Life is just a fine example of surreality. It is truly weird how it transcends to flow. The more you think you have understood it, you are just lost in the depths. The emotions it digs out from you, bleeds, at times. It was a one such day.

With a couple of tea sip, I was starring blank through my window, playing grizzly bear on my speaker. All of a sudden hearing some kids giggle reminded me of my days in Kiel.

..

I remember those days very vividly. Right in front of my student’s dorm(CAH) in Kiel, was a kindergarten, which was always open, untimely, I felt. It was somewhere in summer 2019, when the Sun was up way too early. It was those days, when I wake up probably for a walk or for a breakfast. A typical student life, with no big fancy stuff other than learning and cooking.

I was up for a walk that very day.
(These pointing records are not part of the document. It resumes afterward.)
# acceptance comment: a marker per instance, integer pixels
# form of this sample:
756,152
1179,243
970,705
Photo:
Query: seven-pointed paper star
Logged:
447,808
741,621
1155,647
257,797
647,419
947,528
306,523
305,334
I was rushing through the main door of my dorm(CAH) when my eyes fell on two young girls, their giggles lit up the whole street.  I just smiled to myself and continued to walk out of the dorm door. The next day, I started at the same time, and I happen to see those two girls, with the giggling I knew it was them.  My eyes searched and fell on them.  They spotted me, looking at them. They smiled, I smiled back. They waved hi, I waved too. That was a cute beginning of, probably a friendship!?

They were too young and pretty, eyes filled with happiness, dreams, hopes and what not. I assume that they were best friends. One had a pony tail and one with the hair let loose. This had been their daily hairstyle. We happen to see each other frequently, then it became daily. The French window at the kitchen was a blessing, it just made us see each other more often in a day. Their smiles day made most of my initial days, and slowly, looking at their smiles became my morning routine.

We never had a chance to speak, all that we did was we waved each other goodbyes and hi ‘s. sometimes a quick hide and seek, me inside the building and they from afar. It was beautiful.

One fine day, I had to leave the place, I started to Dortmund at night. I changed school.

I had this pressing feeling and I still have it, sometimes,

Would they have searched for me?

Would they have hoped to see me? someday?

Would they have missed me?

Should I have told them? But how?  We never spoke, but …

...

With all this brushing my mind, the day fades, with my song still playing in loop.